Оставалось еще около тридцати невольников — дети, старики, больные женщины. Корабль был полностью загружен.
Не зная, что делать с этим хламом, Таманго предложил его капитану по бутылке водки за штуку. Предложение было заманчиво. Леду вспомнил, как в Нанте на представлении «Сицилийской вечерни» [10] в зал вошла целая компания — все люди крупные, тучные, и, несмотря на то, что партер был переполнен, им все-таки удалось разместиться благодаря сжимаемости человеческого тела. Он взял из тридцати рабов двадцать самых худощавых.
Тогда Таманго стал просить только по стакану водки за каждого из десяти оставшихся. Леду сообразил, что в почтовых каретах дети занимают половину места взрослого, и за них платят половину стоимости билета. Поэтому он купил трех детей, но заявил, что не возьмет больше ни одного негра. Таманго, видя, что ему не сбыть оставшихся семь невольников, схватил ружье и прицелился в женщину, стоявшую в ряду первой: это была мать троих детей, которых взял Леду.
— Покупай, — крикнул Таманго белому, — или я убью ее! Стаканчик водки, или я стреляю.
— На кой черт мне она? — возразил Леду.
Таманго выстрелил, и невольница упала мертвой.
— Следующий! — крикнул Таманго и направил ружье на дряхлого старика. — Стакан водки, или…
Одна из жен Таманго отвела его руку, и выстрел пришелся в воздух.

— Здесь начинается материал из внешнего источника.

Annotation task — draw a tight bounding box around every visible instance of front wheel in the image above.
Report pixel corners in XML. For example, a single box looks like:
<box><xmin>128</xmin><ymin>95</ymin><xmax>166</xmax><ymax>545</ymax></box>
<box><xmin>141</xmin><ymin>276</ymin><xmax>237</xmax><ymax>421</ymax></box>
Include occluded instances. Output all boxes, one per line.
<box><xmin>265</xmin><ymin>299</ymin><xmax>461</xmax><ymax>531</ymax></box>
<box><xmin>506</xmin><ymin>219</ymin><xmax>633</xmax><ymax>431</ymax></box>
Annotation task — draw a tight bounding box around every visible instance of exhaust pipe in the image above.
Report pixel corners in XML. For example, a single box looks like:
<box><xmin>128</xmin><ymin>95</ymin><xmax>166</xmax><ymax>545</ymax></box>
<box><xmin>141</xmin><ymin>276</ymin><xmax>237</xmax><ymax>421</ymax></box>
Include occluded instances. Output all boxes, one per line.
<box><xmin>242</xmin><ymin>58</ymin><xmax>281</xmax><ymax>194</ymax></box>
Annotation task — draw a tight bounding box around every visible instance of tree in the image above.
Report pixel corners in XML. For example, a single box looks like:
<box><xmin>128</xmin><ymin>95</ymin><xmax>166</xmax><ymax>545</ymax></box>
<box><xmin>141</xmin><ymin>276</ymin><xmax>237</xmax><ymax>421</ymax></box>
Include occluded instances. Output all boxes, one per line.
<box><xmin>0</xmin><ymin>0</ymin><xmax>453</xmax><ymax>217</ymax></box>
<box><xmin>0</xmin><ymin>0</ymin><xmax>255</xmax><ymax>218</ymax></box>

Она узнала в старике, которого хотел убить ее муж, гириота, или колдуна, предсказавшего ей, что она будет королевой.
Увидев, что кто-то противится его воле, Таманго, взбешенный от выпитой водки, перестал владеть собой. Он сильно ударил жену прикладом и, повернувшись к Леду, сказал:
— Бери, я дарю тебе эту женщину.
Она была красива. Леду посмотрел на нее, улыбаясь, и взял ее за руку.

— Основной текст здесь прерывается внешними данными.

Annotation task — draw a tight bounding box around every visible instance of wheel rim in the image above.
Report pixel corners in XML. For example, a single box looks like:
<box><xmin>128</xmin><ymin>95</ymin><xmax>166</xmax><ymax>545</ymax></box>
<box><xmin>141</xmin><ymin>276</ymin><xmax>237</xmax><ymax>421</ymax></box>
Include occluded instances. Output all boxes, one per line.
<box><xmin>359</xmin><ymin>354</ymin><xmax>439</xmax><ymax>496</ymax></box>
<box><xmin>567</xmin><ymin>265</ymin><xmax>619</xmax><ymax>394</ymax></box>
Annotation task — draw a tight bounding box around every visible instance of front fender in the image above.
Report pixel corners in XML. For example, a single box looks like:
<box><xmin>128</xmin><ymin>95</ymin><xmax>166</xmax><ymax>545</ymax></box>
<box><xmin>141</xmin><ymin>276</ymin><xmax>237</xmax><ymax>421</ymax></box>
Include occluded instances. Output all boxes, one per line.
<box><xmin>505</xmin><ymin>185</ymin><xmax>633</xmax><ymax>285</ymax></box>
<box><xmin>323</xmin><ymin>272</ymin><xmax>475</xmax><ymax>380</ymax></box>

— Для нее-то у меня найдется местечко, — сказал он.
Переводчик был человек сострадательный. Он дал Таманго картонную табакерку и выпросил у него шесть оставшихся невольников. Он снял с них рогатки и отпустил на все четыре стороны. Они тут же разбежались, хотя и не знали, как доберутся до своей родины, находившейся за двести миль от побережья.
Тем временем капитан распрощался с Таманго и поспешил заняться погрузкой своего товара на корабль. Долго стоять в устье реки было небезопасно: могли «вернуться английские крейсеры, и Леду хотел на другой же день сняться с якоря. А Таманго улегся в тени на траву, чтобы проспаться.

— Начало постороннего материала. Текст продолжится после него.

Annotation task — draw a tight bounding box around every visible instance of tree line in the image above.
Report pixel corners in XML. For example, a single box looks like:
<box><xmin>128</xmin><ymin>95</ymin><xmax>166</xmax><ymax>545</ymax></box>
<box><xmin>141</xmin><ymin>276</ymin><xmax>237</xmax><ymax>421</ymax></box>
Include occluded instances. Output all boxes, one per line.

Когда он проснулся, корабль, уже под парусами, спускался вниз по реке. Чувствуя туман в голове от вчерашней попойки, Таманго потребовал к себе свою жену Айше. Ему ответили, что она имела несчастье прогневить его и он подарил ее белому капитану, а тот взял ее с собой на корабль. Услыхав это, ошеломленный Таманго хлопнул себя по лбу, потом схватил ружье, и, так как река перед своим впадением в море образовывала несколько извилин, он побежал кратчайшим путем к небольшой бухте, находившейся в полумиле от устья. Там он надеялся найти лодку, чтобы подплыть к бригу, который должен был задержаться на поворотах реки. Он не ошибся: в самом деле, он успел прыгнуть в лодку и догнать невольничий корабль.
Увидев его, Леду удивился; он удивился еще больше, когда Таманго потребовал обратно свою-жену.
— Дареное назад не отбирают, — ответил он и повернулся к Таманго спиной.
Чернокожий настаивал, предлагал вернуть часть товаров, полученных им в обмен на невольников. Капитан рассмеялся; он заявил, что Айше отличная жена и он хочет оставить ее себе. Тут из глаз бедного Таманго полились потоки слез, и он стал испускать такие пронзительные крики, как будто ему делали хирургическую операцию. То он катался по палубе, призывая свою дорогую Айше, то бился головой о доски, словно хотел лишить себя жизни. Капитан, по-прежнему невозмутимый, показывал на берег и знаками давал ему понять, что пора уходить; но Таманго упорствовал. Он дошел до того, что готов был отдать свои золотые эполеты, ружье и саблю. Все было напрасно.
Во время их спора старший помощник сказал капитану:
— Сегодня ночью у нас умерло трое невольников, место освободилось. Почему бы нам не взять этого здоровенного малого? Ведь он один стоит дороже тех троих, что умерли.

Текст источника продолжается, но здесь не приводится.